# Una vez a la cuaresma.



## Estefanía Perdomo

Hola mi gente.

Hay una tracción (al portugués) para este dicho:

Él viene al cine una vez a la cuaresma.

Thanks in advance.

Estefanía.


----------



## spielenschach

Uma vez na vida; quando o rei faz anos.

Una vez en la vida; cuando el rey hace anos.


----------



## Vanda

Uma vez vida, outra na morte. Também temos uma engraçada: no dia de São Nunca à tarde.


----------



## Mangato

Hola Estefanía:

Una equivalente  *la semana de dos jueves*

Saludos


----------



## Zahrah

Outra para acrescentar:

No dia em que/ Quando as galinhas tiverem dentes


----------



## Mangato

Lembrei uma nova

Cuando las ranas crien pelo​


----------



## Zahrah

Gostei dessa das rãs ... bom, prometo que esta é a minha última deixa aqui, mas vale a pena lembrar:

“ad calendas graecas”, 
Dejar para las calendas griegas / Deixar para as calendas gregas


----------



## Mangato

Ahí va la última, pero lo más aproximada 

De Pascuas en Ramos   ​


----------



## Vanda

Esquecemo-nos da famosa: quando o inferno gelar.


----------



## Zahrah

Para terminar  (não podia deixar passar e se estou a cometer algum erro ao colocar esta mensagem, as minhas desculpas desde já)

Não conhecia algumas das expressões (a das rãs do Mangato e esta última da Vanda). 

Tenho aprendido muito desde os poucos dias que aqui cheguei. 

Não só vou colocando questões e respondendo a outras, como também tenho tido a sorte de aprender e... aprender de uma forma tão diferente. 

Parabéns pelo trabalho!


----------



## Mangato

É um prazer contar no foro pessoas como Você. Acho que é o que muitos procuramos. Aprender e não esquecer, e ajudar se isto e possivel, dum jeito descontraido. ​ 

Mangato​


----------



## Estefanía Perdomo

Ay ay ay... Ahora cómo yo paro de reir, quando o inferno gelar, hahaha, mas eso no pasa una vez a la cuaresma, creo que eso no pasa nunca.
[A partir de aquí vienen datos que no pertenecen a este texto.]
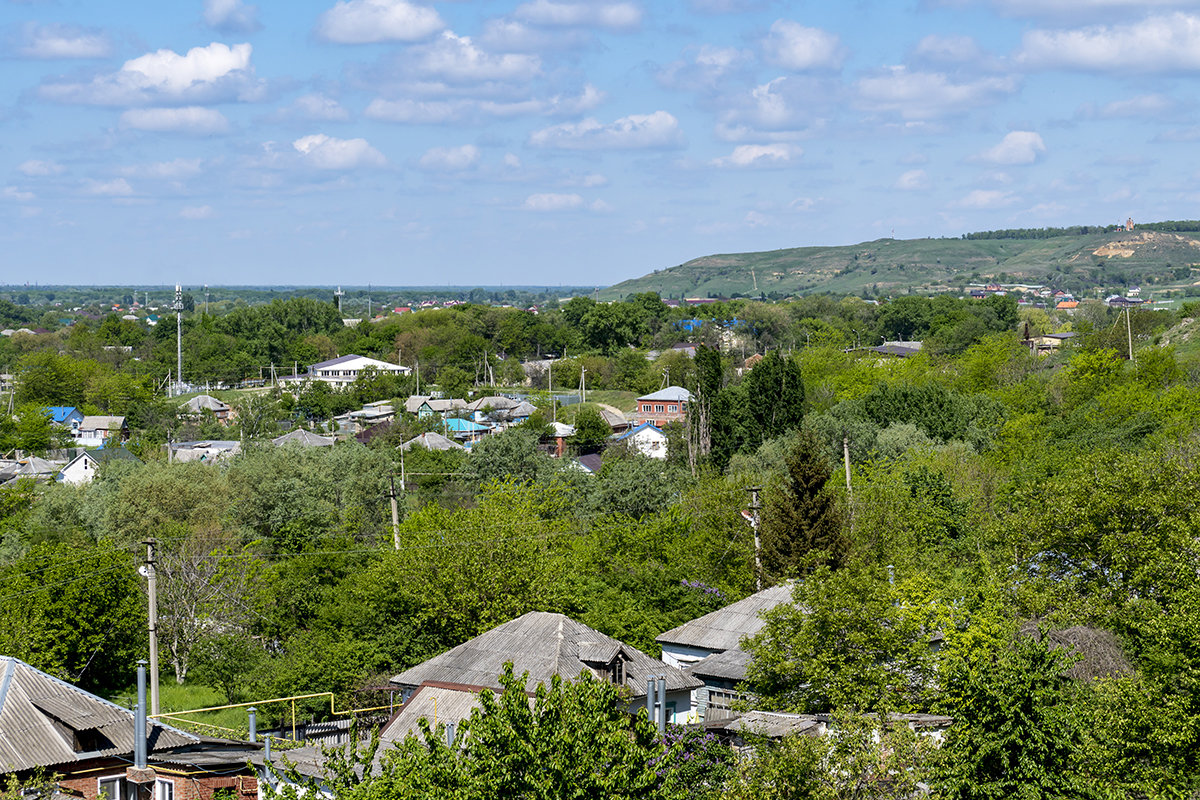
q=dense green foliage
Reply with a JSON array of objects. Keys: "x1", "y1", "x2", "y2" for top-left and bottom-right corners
[{"x1": 4, "y1": 288, "x2": 1200, "y2": 795}]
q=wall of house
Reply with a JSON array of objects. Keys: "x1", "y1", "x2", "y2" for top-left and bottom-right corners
[
  {"x1": 659, "y1": 642, "x2": 719, "y2": 669},
  {"x1": 59, "y1": 770, "x2": 258, "y2": 800}
]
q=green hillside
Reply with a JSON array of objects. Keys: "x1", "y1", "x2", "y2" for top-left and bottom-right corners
[{"x1": 603, "y1": 229, "x2": 1200, "y2": 299}]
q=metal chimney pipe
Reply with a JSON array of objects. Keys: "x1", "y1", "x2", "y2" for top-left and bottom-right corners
[
  {"x1": 264, "y1": 736, "x2": 271, "y2": 761},
  {"x1": 248, "y1": 707, "x2": 257, "y2": 743},
  {"x1": 135, "y1": 660, "x2": 148, "y2": 769},
  {"x1": 656, "y1": 676, "x2": 667, "y2": 732},
  {"x1": 646, "y1": 676, "x2": 656, "y2": 721}
]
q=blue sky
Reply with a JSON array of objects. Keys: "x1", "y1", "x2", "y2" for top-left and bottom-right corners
[{"x1": 3, "y1": 0, "x2": 1200, "y2": 287}]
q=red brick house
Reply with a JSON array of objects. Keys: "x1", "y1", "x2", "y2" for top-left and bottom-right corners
[
  {"x1": 0, "y1": 657, "x2": 260, "y2": 800},
  {"x1": 634, "y1": 386, "x2": 692, "y2": 426}
]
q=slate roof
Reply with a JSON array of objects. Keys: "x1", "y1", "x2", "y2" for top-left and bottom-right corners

Mangato que gracioso, las ranas. Me fui por unos minutos y regreso con tantas respuestas, qué buena onda.

Hehehehehehehehehehehe qué cosas tan cómicas, hahaha cómo adoré, no puedo escoger mi favorita.

Un beso a todos, y, Zahrah, yo también comparto su idea positiva de la forma tan diferente que aprendemos otro idioma. Es lo máximo y nos divertimos.

Muchas gracias mi querida gente.

Estefanía Perdomo.


----------



## Zahrah

Obrigada Estafanía e Mangato 

Também me ri a valer com as expressões que aqui foram sugeridas, por isso é que achei que devia fazer o meu comentário, aprender e conseguir fazê-lo com tão boa disposição e de forma descontraída como muito bem disse o Mangato e, por outro lado ajudar.

Também é um prazer ter encontrado aqui pessoas como vocês!

Abraços,

Zahrah


----------